Amerikanischer Ginseng bald ausgestorben
Autoren zitieren beispielsweise eine Studie, die den vollständigen Verlust des Lebensraums von Tylophora hirsuta in einigen Gebieten Pakistans voraussagt. Die Pflanze wird zur Behandlung von Asthma und Harnwegserkrankungen eingesetzt. In einer anderen Studie werden für Boswellia, die Quelle von Weihrauchharz, vielfältige Gefahren aufgezeigt: wachsende Agrarbetriebe, Raubbau unter anderem durch Feuer, Holzkäferbefall und Verfütterung an Nutztiere.
Wirken Überernten und Klimawandel zusammen, wächst die Bedrohung exponentiell. Amerikanischer Ginseng stirbt mit einer Wahrscheinlichkeit von acht Prozent in den nächsten 70 Jahren aus, wenn er weiter so geerntet wird wie heute. Ein Aussterben des Ginsengs durch Folgen des Klimawandels wird in einer weiteren zitierten Studie mit sechs Prozent beziffert. Wenn beide Effekte zusammenkommen, steigt das Risiko auf 65 Prozent.

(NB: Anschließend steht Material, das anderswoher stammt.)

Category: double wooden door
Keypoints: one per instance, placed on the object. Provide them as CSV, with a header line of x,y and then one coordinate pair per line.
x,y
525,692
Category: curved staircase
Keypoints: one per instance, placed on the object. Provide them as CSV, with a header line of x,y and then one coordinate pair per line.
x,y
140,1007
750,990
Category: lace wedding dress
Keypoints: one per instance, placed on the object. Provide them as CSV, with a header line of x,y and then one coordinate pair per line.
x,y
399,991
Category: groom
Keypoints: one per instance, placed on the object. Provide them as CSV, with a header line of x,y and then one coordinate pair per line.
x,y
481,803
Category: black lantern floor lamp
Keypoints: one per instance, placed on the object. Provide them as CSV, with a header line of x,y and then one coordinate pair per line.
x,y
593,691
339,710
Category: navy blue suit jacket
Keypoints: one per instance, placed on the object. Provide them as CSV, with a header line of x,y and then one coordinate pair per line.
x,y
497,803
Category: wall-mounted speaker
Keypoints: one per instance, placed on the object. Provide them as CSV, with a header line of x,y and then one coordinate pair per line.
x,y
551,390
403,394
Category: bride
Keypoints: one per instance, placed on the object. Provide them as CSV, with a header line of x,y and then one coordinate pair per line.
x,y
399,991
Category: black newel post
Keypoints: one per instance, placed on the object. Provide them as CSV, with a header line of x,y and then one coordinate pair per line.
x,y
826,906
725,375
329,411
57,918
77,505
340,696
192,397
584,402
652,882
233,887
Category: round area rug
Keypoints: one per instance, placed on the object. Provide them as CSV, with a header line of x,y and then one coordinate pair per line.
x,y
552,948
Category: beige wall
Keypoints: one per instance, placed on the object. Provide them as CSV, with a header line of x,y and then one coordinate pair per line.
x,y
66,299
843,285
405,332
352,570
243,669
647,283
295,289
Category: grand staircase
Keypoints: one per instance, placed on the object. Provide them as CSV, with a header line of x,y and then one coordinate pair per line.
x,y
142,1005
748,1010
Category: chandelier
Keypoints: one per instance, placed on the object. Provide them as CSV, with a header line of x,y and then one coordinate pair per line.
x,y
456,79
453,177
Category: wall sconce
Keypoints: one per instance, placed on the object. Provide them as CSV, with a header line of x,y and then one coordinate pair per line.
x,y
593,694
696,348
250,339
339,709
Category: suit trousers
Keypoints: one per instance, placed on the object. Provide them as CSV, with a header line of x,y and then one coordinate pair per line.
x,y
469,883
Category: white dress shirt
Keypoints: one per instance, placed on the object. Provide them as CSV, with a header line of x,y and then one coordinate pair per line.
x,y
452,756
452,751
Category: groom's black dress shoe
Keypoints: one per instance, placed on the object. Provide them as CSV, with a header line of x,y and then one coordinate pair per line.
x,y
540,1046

Arzneipflanzen: Saatenbank anlegen
Versagt die Menschheit weiterhin bei der nachhaltigen Bekämpfung des Klimawandels, empfehlen die Autoren, Arzneipflanzen vermehrt in Gemeinschaftsgärten anzubauen, um den lokalen Zugang zu erhalten. Bauern sollten zeitnah in der nachhaltigen Bewirtschaftung der Wiesen und Felder und in der Überwachung der Pflanzenqualität geschult werden. Einen letzten Ausweg sehen die Forscher in der vom Menschen unterstützten Migration der Pflanzen in neue Lebensräume und im Anlegen einer standortunabhängigen Saatenbank.
Der Aufruf der Autoren steht in der Tradition der 1992 und 2017 veröffentlichten "World Scientists' Warning to Humanity" und einigen weiteren Studien, die die Auswirkungen des Klimawandels auf einzelne Aspekte des menschlichen Lebens aufzeigen.